“The first time I DJed was at a desert festival called Good Vibe Tribe Gathering, way out in the Mojave desert, 3-4 hours from the city... I brought my own controller because I didn’t know how to use CDJs yet. My laptop actually got wet cause I forgot to bring it in from inside. It wouldn’t turn on, I was drying it out in the sun the morning of… The guy who played before was this older guy who’s been doing it for a while. He asked me why I wasn't using the CDJs… when I said I had a flash drive he offered to teach me on the spot while I played my set.”
For Sly Turner, it is moments like these that help push him to keep going and keep creating. While many veteran DJs would not have cared to assist an up and comer in learning crucial skills, the experience Sly had at his first gig was heart-warming. As a rising DJ in an ever competitive scene, any help is welcomed.
Sly first started to fall in love with house music when he returned to San Diego at age 19.

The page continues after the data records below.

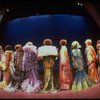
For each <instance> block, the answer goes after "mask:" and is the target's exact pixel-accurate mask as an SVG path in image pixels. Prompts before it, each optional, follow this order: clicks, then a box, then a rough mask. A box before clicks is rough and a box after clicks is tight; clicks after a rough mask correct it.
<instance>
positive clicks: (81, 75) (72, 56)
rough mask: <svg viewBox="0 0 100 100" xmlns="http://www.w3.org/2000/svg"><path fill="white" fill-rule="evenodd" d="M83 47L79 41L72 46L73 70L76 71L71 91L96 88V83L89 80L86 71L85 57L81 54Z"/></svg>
mask: <svg viewBox="0 0 100 100" xmlns="http://www.w3.org/2000/svg"><path fill="white" fill-rule="evenodd" d="M80 48H81V45H80V44H79V42H78V41H73V42H72V45H71V49H72V51H71V55H72V63H73V69H75V70H76V71H75V76H74V81H73V85H72V88H71V90H72V91H80V90H82V89H87V88H89V87H90V86H94V83H92V82H91V80H90V79H89V78H88V76H87V74H86V72H85V71H84V64H83V57H82V53H81V50H80Z"/></svg>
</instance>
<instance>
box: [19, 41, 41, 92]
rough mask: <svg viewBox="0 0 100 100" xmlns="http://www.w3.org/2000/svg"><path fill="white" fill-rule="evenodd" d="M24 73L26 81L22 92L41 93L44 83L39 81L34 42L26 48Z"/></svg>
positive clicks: (28, 43) (36, 61)
mask: <svg viewBox="0 0 100 100" xmlns="http://www.w3.org/2000/svg"><path fill="white" fill-rule="evenodd" d="M23 51H24V56H23V65H22V71H24V72H25V80H24V81H23V83H22V86H21V88H22V90H23V91H25V92H28V93H35V92H39V90H40V89H41V84H42V82H41V81H40V80H39V79H38V78H39V76H38V68H39V65H38V61H37V49H36V46H34V45H33V43H32V42H28V43H27V44H26V45H25V46H24V47H23Z"/></svg>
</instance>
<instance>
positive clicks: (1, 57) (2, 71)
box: [0, 45, 6, 82]
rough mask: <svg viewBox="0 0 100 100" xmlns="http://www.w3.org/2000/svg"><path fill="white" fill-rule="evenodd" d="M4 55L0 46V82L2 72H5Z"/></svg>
mask: <svg viewBox="0 0 100 100" xmlns="http://www.w3.org/2000/svg"><path fill="white" fill-rule="evenodd" d="M5 67H6V65H5V54H4V51H3V50H2V46H1V45H0V82H1V81H2V78H3V71H4V70H5Z"/></svg>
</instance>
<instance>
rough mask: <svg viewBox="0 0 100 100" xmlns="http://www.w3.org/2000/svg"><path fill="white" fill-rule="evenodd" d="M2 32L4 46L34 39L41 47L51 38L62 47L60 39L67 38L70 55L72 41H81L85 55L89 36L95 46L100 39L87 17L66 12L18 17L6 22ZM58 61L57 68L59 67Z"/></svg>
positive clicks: (36, 42) (25, 42) (1, 40)
mask: <svg viewBox="0 0 100 100" xmlns="http://www.w3.org/2000/svg"><path fill="white" fill-rule="evenodd" d="M1 33H2V36H1V37H0V40H1V41H0V44H1V45H3V47H4V46H5V45H6V44H10V45H12V46H13V48H14V45H15V44H17V43H20V44H22V45H25V43H26V42H28V41H32V42H33V44H34V45H36V46H37V47H39V46H41V45H42V42H43V40H44V39H46V38H50V39H52V41H53V45H55V46H57V47H58V48H59V49H60V46H59V40H60V39H62V38H65V39H67V40H68V44H67V47H68V52H69V55H70V46H71V43H72V41H74V40H77V41H79V42H80V44H81V45H82V54H83V55H84V50H85V44H84V41H85V40H86V39H87V38H90V39H92V41H93V46H94V47H95V44H96V41H97V40H98V39H99V37H98V36H99V35H98V34H99V33H96V30H95V28H94V25H92V24H91V21H90V20H89V19H88V18H87V17H84V16H77V15H64V14H58V15H39V16H29V17H25V18H17V19H14V20H11V21H8V22H6V24H5V26H4V27H3V29H2V31H1ZM94 36H95V37H94ZM96 36H97V38H96ZM84 57H85V56H84ZM70 58H71V56H70ZM58 61H59V60H57V62H56V67H55V68H56V69H58V64H59V63H58Z"/></svg>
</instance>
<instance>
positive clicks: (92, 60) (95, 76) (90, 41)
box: [85, 39, 99, 83]
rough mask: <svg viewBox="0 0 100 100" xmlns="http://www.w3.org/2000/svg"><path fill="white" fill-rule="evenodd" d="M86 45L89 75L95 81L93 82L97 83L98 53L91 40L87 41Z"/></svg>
mask: <svg viewBox="0 0 100 100" xmlns="http://www.w3.org/2000/svg"><path fill="white" fill-rule="evenodd" d="M85 44H86V49H85V53H86V61H87V65H88V75H89V77H90V78H91V79H92V80H93V82H95V83H97V82H98V80H99V77H98V72H97V68H96V52H95V50H94V48H93V46H92V45H91V44H92V40H91V39H87V40H86V41H85Z"/></svg>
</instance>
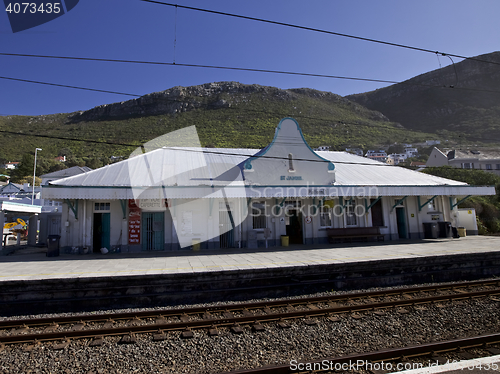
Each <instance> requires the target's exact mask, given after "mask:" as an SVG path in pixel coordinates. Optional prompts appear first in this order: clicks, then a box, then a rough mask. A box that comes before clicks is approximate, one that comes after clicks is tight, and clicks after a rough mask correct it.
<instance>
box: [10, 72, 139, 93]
mask: <svg viewBox="0 0 500 374" xmlns="http://www.w3.org/2000/svg"><path fill="white" fill-rule="evenodd" d="M0 79H7V80H11V81H17V82H26V83H36V84H44V85H47V86H55V87H64V88H73V89H77V90H85V91H94V92H103V93H111V94H115V95H126V96H134V97H140V96H141V95H136V94H130V93H124V92H116V91H108V90H100V89H97V88H88V87H78V86H69V85H67V84H58V83H49V82H40V81H33V80H28V79H21V78H12V77H1V76H0Z"/></svg>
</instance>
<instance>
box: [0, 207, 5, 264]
mask: <svg viewBox="0 0 500 374" xmlns="http://www.w3.org/2000/svg"><path fill="white" fill-rule="evenodd" d="M0 225H1V226H2V237H1V238H0V254H3V250H4V248H3V227H4V225H5V213H4V211H3V210H0Z"/></svg>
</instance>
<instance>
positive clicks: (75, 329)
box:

“That’s when I started diving into it a bit deeper, immersing myself into it. Going to local parties at Spin, Bang Bang… I really started focusing on production, before it was a hobby but moving back to San Diego inspired me to take it more seriously.” Immersing himself in music was made easy after the transition to San Diego. Given how prolific the electronic scene is on the west coast and California specifically, San Diego seems to fly under the map. Perhaps it’s because it has escaped the overlord grasp of Insomniac, or simply because it’s not Los Angeles. Regardless, a true underground scene has developed in the city over the last few years. Between the iconic CRSSD Festival, and countless new clubs, DJs like Sly Turner have a city in which they can consistently book gigs in, and have high level peers to bounce ideas off of.
While Sly is still on the come up, he’s spent years behind the scenes honing his production skills. The results have led to releases with Box of Cats, Desert Hearts, and a recent collaboration with Wyatt Marshall. “I would spend hours watching youtube videos about everything… sound design, compression, mastering etc… When I look back on my early releases they were probably pretty trash. If I had to redo it, I might have waited longer to put out my first tracks so that they would’ve been higher quality but when you’re getting into it for the first time, you think it’s great.”
As Sly has grown and progressed, his sound has transitioned away from the glitchy funky vibes we associate with Box of Cats, and he has moved towards a more minimal, tech house sound. “I’ve moved away from their [Box of Cats] sound but I love those guys and they gave me one of my first opportunities.”
Releasing music and finding common ground with the Desert Hearts crew was always a goal for Sly, and upon moving to San Diego, it became a necessity. “They’re locally based so I would always go to their shows and listen to all the releases. Being from San Diego, it was very important to me to be on the label. I would see all the guys around town and just developed friendships with them.”
Going forward, Sly will continue to pump out high quality minimal tech house tracks. As he works on his craft, we can expect to see him finding awesome label homes, and hopefully booking gigs across the country.